Appellant seeks to have the results of the breathalyzer test excluded from the consideration of the case. To this end, he says that the state failed to prove the accuracy of the test, claiming that: “The State, in this case, has attempted to prove up their machine by opinion testimony of Trooper Paul.” The testimony is characterized as opinion testimony and then attacked for lack of factual basis or foundation.

The trooper’s testimony is not “opinion” at all. Three times the witness was asked whether the machine was operating properly, and each time the court sustained the objection to the evidence. The witness was then asked, “What would happen if the machine was not operating properly?” The ensuing objection was overruled, but still the witness did not respond to the question. He was asked instead: “Was there any indication that this machine was not functioning properly?”, and he answered, “No, sir, there was not.” The statement is not an opinion, but rather concerns the witness’s sensory perceptions during the operation of the machine. He was not allowed to conclude that that machine was operating properly. He was only allowed to state that there were no physical indications of malfunction. Whitney v. Central Paper Stock Co., 446 S.W.2d 415, 419 (Mo.App.1969); 32 C.J.S. “Evidence” § 546(60) (1964); 2 Wigmore on Evidence, § 664 (1979).

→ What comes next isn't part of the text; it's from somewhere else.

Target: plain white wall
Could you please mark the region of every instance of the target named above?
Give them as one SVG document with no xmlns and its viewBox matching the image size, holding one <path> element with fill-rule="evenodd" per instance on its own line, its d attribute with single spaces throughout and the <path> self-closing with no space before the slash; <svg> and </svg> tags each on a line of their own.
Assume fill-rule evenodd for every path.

The admission could not have been prejudicial in any event because the state firmly established the proper grounds for the test results by other evidence. Sec. *49577.030, RSMo 1978,1 provides that results of a breathalyzer test shall be “admissible in evidence”. Sec. 577.020.2, in turn, provides: “Chemical analysis of the person’s breath, to be considered valid under the provisions of Sections 577.020, 577.030 and 577.050, shall be performed according to methods approved by the state division of health by a person possessing a valid permit issued by the state division of health for this purpose.” The conditions set forth in Sec. 577.020 for administering the test “... assume a properly functioning machine because reliability of the device is the support on which the entire structure of the test result value depends.” State v. Bush, 595 S.W.2d 386, 389 (Mo.App.1980). Appellant urges that we not follow the holding in State v. Bush and its predecessors because the cases are “bad law”, but we see. no justification for deviating from these cases.

There is no dispute that Trooper Paul had a valid permit and that he properly followed the checklist approved by the Division of Health. In the absence of evidence that the machine was not functioning properly, the state has laid an adequate foundation. State v. Hanrahan, 523 S.W.2d 619, 621-2 (Mo.App.1975); State v. Barker, 490 S.W.2d 263, 273 [12] (Mo.App.1973).

Sufficiency of the Evidence.

Appellant also challenges the sufficiency of the evidence to establish that he was intoxicated. The breathalyzer results showed .18 percent blood alcohol. Sec. 577.-030.1(3) provides that a test result of .10 percent or greater “shall be prima facie evidence that the person was intoxicated at the time the specimen was taken.” Appellant presented no evidence, nor did the state’s evidence indicate any circumstances that would rebut the prima facie showing.

Troopers Paul and Carlyle observed appellant’s car traveling at a high rate of speed, weaving in its lane and crossing the center line. Appellant admitted consuming eight to ten beers in the five-hour period preceding his being stopped. He was standing uneasy, and his breath smelled of alcohol. These observations alone are sufficient to support a verdict. City of Trenton v. Lawrence, 548 S.W.2d 278 (Mo.App.1977). Because the breathalyzer test results are also properly in evidence, appellant’s point is clearly without merit. State v. Laws, 547 S.W.2d 162, 164 (Mo.App.1977).

The judgment is affirmed.

All concur.

. All statutory references are to RSMo 1978.